- if i had to do it all over again, i think i would teach later in the mornings or in the early afternoons. in the block scheduling for calculus classes @ um, 1 to 2:30 would be ideal, i think.
- i could wake in the pre-noon and enjoy my coffee. i would think for a few hours or work things out on paper or read a few references.
ultimately i'd resolve or muddle up some thoughts from my previous endeavors (it's hard to expect progress, every day!) and by noontime or later i'd be out of ideas, which would make a perfect time to have a little lunch and prepare lessons to teach. - 11:30 to 1 wouldn't be bad, either: it would be a tight fit for the morning's work, though.
- i'd like to believe that i could still wake up fresh and early if it means getting a decent amount of work done. i think of how tired i am, but then i think of how i'd rather not move to a third thesis problem ..
.. and it makes an early riser out of me. (;
all in all, i think my old habits are dwindling: except in cases of sheer willpower or pure curiosity, i can't work late into the night anymore. 1 am and i cannot think deeply any longer ..
.. unless the problem has marked me and i can remember it without hesitation, but that in itself is a bad, obsessive sign .. \:
and as you may have guessed, a problem has indeed marked me, with acute ambivalence. i love mathematics research; i also hate it, and often at the same time.
it brings out the worst in me, because i grumble too often and to myself. i become a troll and no longer a person.- too many in east hall know me now, and i have no peace. people wave or say hello to me, and i only nod curtly at them or do nothing. i don't answer the telephone and delay emails which need no immediate response.

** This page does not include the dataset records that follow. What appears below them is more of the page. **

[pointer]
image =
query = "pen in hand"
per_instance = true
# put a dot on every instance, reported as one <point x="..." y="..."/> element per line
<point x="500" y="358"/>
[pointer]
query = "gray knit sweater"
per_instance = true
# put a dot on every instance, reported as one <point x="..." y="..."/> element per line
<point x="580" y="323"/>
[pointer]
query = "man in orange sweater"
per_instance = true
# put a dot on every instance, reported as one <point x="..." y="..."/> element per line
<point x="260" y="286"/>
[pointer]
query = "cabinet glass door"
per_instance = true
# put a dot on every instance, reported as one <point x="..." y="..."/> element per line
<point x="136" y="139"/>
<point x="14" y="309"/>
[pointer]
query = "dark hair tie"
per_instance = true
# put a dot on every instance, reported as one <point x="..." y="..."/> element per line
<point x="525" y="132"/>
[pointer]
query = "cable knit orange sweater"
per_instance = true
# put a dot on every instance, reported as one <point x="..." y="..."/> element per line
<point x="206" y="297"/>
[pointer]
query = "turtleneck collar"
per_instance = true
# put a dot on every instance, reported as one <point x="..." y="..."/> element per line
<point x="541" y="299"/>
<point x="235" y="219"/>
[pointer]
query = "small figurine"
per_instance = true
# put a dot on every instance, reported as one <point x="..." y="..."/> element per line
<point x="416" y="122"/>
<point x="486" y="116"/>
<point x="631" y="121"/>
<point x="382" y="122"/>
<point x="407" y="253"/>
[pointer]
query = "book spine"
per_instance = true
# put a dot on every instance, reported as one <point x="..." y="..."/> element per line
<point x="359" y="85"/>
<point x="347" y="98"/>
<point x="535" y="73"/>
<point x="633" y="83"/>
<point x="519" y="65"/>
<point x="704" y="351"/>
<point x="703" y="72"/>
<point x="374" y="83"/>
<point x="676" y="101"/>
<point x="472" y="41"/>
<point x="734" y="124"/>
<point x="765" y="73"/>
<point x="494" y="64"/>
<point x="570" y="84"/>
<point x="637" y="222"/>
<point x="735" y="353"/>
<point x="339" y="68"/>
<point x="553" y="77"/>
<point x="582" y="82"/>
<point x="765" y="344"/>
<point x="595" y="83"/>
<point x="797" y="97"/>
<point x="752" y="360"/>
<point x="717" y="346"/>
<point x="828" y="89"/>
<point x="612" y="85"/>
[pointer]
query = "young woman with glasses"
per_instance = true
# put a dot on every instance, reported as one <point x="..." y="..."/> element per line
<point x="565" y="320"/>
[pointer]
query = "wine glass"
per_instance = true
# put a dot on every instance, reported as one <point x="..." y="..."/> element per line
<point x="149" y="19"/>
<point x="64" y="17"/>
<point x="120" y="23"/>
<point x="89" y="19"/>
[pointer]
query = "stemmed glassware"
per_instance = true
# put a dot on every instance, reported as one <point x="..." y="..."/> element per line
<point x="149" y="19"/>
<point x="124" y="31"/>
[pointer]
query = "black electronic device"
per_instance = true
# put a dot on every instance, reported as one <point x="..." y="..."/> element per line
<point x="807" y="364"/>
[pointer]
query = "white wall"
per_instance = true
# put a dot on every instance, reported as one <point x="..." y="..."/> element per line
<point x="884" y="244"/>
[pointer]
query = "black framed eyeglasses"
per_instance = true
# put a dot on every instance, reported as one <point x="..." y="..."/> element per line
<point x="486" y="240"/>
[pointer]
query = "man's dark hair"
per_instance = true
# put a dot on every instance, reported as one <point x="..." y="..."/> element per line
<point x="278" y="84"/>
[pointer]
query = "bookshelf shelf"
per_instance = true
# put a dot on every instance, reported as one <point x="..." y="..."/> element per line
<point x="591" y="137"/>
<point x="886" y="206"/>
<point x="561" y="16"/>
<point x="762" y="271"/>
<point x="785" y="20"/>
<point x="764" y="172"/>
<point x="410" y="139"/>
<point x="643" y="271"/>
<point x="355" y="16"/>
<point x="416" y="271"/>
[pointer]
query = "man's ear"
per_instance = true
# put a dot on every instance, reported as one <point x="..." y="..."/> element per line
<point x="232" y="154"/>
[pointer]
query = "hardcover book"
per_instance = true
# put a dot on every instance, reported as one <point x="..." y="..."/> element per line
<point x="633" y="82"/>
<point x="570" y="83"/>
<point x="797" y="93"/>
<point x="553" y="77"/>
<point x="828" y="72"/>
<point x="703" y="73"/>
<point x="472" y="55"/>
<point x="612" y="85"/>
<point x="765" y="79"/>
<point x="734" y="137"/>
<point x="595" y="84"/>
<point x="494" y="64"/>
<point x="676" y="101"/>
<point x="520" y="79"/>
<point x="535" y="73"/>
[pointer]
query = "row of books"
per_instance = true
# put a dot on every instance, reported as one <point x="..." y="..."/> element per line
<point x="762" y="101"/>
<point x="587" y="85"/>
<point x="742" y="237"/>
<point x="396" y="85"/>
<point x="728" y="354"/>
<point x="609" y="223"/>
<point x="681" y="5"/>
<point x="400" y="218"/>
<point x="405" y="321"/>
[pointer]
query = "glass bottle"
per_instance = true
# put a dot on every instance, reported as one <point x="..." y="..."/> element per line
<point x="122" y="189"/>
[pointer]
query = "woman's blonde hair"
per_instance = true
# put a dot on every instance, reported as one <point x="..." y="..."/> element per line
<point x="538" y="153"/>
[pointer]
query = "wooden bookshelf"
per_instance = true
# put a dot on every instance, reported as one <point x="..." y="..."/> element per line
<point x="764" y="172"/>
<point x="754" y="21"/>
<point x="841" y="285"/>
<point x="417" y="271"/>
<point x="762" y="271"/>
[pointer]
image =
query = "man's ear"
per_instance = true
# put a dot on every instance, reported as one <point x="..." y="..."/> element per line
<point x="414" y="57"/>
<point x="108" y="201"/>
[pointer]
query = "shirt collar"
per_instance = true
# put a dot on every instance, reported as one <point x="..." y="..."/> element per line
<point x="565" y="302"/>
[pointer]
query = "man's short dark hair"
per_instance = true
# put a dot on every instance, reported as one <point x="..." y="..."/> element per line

my officemates are not mean and unfriendly enough as teachers, because their students keep flooding into our office for homework help! - from paper recycling bins i eagerly fish out pages with blank back sides. later i return them dejectedly to the bins, with back sides all cluttered with scrawls and figures and nothing useful.
it's a sequential depression: i get an idea and try it out, see how it looks .. but it fails. then another idea comes, and i try it out .. and it looks like sh*t. why did i even think of this idea? f*cking idiotic. - more ideas rise .. then fall, and after a while i cannot bear it any longer. therein lies the hate: when i work in mathematics, i have to confront my own folly and ignorance, and to allow myself my inclination towards errors and misjudgments.
i think artlessly, and brutally. i have no guiding principles, and i stumble a lot. - above all else, the most frustrating bit is that whatever works for the problem, whatever the solution .. is easy. natural. it flows .. and you curse yourself for not seeing it sooner.
- i dare say that mathematics is difficult, because ultimately it is easy, but frustratingly so.
Tuesday, September 26, 2006
reflections on time and days, and frustrations.